Best Management Practices are simple, cost-effective ways to protect water quality, soil and wildlife habitat during forest management activities. Best management guidelines help you plan woodland activities and outcomes based upon a healthy forest model.
A healthy forest manages water with great efficiency. Tree leaves, plant roots and soil all serve to hold a large amount of rainfall and snowmelt within the forest, where it is available to plants and animals. This natural forest function minimizes runoff of water and soil into water bodies, keeping them clean and healthy.
Best Management Practices, or BMPs, work in a similar way. These guidelines help you safeguard water quality and ecosystem health by avoiding unnatural disruptions in the water cycle – like soil compaction, water diversion and streambed erosion.
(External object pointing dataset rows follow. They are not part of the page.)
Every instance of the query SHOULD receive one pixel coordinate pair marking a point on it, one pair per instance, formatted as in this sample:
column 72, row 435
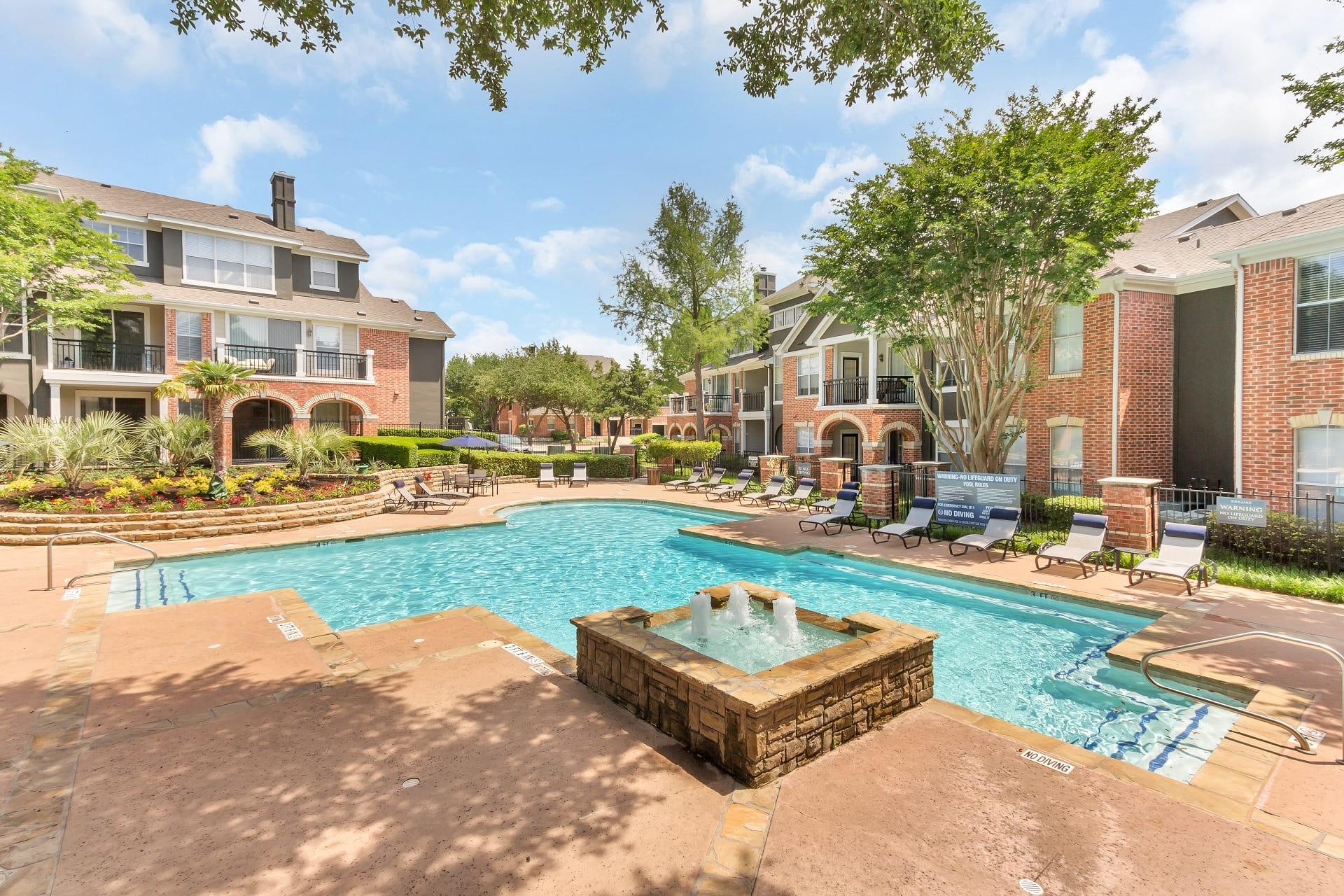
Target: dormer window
column 324, row 273
column 218, row 261
column 128, row 239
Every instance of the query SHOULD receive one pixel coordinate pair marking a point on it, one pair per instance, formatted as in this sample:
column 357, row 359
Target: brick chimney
column 283, row 200
column 765, row 282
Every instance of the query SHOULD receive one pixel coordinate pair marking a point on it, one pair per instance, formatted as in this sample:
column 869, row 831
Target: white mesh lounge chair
column 771, row 491
column 713, row 482
column 839, row 517
column 825, row 505
column 696, row 475
column 1082, row 547
column 796, row 500
column 732, row 492
column 917, row 524
column 1180, row 554
column 402, row 498
column 1002, row 530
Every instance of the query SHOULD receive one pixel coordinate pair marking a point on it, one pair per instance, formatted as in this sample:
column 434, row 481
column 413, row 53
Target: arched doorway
column 254, row 415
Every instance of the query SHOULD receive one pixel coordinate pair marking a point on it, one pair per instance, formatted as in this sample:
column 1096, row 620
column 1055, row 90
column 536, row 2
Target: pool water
column 1034, row 662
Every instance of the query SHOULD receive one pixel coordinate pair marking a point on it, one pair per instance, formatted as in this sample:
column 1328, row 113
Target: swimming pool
column 1034, row 662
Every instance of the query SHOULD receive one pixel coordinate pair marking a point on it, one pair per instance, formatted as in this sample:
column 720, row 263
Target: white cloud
column 550, row 203
column 758, row 171
column 1027, row 24
column 1217, row 77
column 592, row 250
column 227, row 140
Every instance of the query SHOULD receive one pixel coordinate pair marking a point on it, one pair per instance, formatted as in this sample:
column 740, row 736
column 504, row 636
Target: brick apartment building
column 1222, row 365
column 229, row 284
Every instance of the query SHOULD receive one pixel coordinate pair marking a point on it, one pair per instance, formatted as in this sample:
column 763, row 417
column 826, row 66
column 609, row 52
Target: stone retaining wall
column 757, row 727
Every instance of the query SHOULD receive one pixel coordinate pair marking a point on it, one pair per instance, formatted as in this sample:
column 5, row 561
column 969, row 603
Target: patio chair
column 771, row 491
column 1180, row 554
column 918, row 523
column 824, row 505
column 840, row 516
column 1082, row 547
column 1002, row 530
column 402, row 498
column 676, row 485
column 799, row 498
column 734, row 491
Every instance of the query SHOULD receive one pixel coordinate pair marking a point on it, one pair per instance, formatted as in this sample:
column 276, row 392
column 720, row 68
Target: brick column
column 1130, row 519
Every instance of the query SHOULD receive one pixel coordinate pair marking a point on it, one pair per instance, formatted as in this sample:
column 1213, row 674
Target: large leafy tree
column 964, row 251
column 885, row 46
column 622, row 394
column 1324, row 101
column 687, row 292
column 67, row 274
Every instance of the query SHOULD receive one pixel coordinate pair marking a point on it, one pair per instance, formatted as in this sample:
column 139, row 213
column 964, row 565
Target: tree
column 687, row 293
column 964, row 251
column 64, row 272
column 625, row 394
column 1324, row 99
column 890, row 46
column 214, row 383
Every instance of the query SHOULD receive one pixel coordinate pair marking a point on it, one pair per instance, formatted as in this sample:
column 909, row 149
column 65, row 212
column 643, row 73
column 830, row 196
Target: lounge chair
column 1002, row 530
column 402, row 498
column 799, row 498
column 771, row 491
column 1082, row 547
column 1180, row 554
column 824, row 505
column 696, row 475
column 734, row 491
column 713, row 482
column 917, row 524
column 840, row 516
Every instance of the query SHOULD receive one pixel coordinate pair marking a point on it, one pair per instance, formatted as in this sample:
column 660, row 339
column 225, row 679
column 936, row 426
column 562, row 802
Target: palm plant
column 318, row 448
column 214, row 383
column 185, row 441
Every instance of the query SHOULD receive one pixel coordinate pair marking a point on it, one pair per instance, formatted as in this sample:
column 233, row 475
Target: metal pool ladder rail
column 1304, row 745
column 153, row 555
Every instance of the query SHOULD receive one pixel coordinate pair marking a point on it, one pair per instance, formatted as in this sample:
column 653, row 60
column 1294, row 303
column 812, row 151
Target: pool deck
column 194, row 750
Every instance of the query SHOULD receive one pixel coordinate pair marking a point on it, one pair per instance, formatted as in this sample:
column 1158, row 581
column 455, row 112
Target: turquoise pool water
column 1034, row 662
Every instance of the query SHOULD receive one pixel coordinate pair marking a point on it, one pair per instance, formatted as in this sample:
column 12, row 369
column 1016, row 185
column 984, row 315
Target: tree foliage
column 964, row 251
column 1324, row 101
column 622, row 394
column 69, row 274
column 687, row 292
column 890, row 46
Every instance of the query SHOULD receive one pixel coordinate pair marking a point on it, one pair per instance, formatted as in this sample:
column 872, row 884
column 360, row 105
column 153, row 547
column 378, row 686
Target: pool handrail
column 1304, row 745
column 153, row 555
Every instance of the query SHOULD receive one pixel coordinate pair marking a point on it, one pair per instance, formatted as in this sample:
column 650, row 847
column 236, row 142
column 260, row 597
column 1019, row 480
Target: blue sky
column 511, row 225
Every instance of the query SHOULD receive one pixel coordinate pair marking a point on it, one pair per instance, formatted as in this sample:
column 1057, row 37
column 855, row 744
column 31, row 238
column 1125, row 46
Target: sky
column 512, row 225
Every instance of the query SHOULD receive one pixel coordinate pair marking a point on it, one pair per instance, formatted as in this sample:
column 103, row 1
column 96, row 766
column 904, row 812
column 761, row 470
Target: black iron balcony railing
column 96, row 355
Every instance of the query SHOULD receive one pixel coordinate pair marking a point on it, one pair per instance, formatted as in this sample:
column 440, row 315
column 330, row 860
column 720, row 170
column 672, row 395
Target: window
column 1320, row 304
column 323, row 273
column 809, row 375
column 188, row 336
column 128, row 239
column 227, row 262
column 1320, row 468
column 1066, row 340
column 1066, row 460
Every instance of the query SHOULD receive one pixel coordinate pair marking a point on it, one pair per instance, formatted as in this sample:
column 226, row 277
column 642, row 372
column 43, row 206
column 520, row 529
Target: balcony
column 96, row 355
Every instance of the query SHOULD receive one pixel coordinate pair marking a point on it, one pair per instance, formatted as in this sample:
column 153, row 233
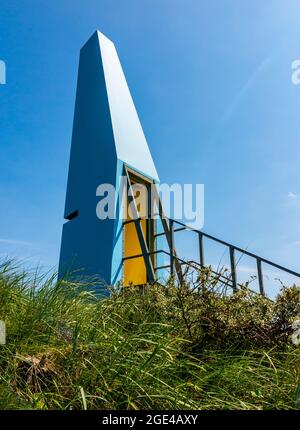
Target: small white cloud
column 293, row 196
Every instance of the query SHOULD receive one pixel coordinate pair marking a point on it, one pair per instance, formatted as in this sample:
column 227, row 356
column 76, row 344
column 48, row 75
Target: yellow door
column 134, row 269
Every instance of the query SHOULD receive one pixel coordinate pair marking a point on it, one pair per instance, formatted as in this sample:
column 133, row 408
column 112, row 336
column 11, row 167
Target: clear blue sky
column 211, row 81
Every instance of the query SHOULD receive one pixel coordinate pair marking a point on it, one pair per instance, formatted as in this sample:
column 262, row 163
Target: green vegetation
column 173, row 347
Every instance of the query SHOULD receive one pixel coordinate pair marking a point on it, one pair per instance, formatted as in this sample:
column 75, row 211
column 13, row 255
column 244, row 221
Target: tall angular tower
column 107, row 137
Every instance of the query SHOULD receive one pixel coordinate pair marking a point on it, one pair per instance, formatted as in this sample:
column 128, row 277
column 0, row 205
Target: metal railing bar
column 243, row 251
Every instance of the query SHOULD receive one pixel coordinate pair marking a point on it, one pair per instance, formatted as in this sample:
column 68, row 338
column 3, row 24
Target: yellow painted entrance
column 135, row 269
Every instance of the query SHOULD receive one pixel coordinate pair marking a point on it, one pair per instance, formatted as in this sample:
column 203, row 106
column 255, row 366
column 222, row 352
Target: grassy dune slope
column 191, row 346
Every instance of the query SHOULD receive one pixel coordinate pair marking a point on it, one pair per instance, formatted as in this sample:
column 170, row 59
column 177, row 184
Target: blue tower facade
column 107, row 135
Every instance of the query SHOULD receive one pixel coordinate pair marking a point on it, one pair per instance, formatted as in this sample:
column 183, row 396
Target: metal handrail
column 232, row 250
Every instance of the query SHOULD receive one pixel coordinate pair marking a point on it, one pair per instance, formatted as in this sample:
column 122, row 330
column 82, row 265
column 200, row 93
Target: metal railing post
column 233, row 268
column 171, row 229
column 201, row 249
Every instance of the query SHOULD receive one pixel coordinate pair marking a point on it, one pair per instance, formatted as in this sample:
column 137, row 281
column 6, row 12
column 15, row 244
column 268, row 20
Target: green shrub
column 185, row 346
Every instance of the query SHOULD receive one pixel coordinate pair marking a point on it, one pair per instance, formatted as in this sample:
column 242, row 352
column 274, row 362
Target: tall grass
column 175, row 347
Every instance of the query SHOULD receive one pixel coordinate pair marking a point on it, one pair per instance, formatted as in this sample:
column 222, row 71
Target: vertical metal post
column 201, row 249
column 171, row 232
column 233, row 268
column 260, row 277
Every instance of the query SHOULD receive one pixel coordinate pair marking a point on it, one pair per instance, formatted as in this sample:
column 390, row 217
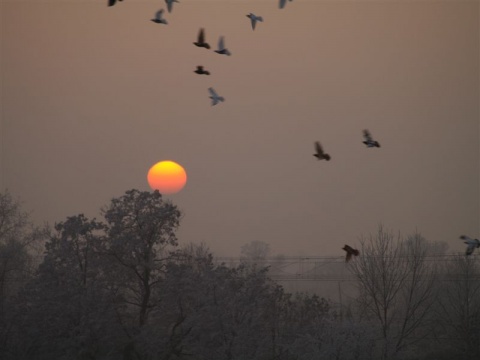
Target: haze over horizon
column 93, row 96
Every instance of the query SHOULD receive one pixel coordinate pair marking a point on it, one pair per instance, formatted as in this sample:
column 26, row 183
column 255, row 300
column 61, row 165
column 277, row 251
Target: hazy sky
column 92, row 96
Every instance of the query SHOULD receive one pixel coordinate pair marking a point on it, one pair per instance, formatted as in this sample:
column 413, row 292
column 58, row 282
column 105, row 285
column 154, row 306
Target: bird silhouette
column 158, row 17
column 368, row 139
column 472, row 244
column 282, row 3
column 221, row 47
column 112, row 2
column 253, row 19
column 201, row 71
column 350, row 251
column 320, row 154
column 215, row 97
column 201, row 40
column 170, row 4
Sometimes disrupting water dynamics during management activities is unavoidable, in which case BMPs can help you minimize the disturbance by following the hydrologic features of a natural forest system–slowing the surface flow of water, increasing absorption and recapturing any disturbed soil that may flow into waterways and wetlands.
There are various approaches to emulating a naturally functioning forest, but in general, you will want to prioritize three key elements:
- Minimizing the risk of sediment flowing into water bodies
- Maintaining the natural flow of water in streams and wetlands
- Protecting and enhancing streamside and wetland vegetation.
Integrating water and soil best practices in your woodland management can prevent soil erosion and compaction, and sedimentation of waterways, which is essential to maintaining healthy forests and waterways within your woodland and in the larger landscape.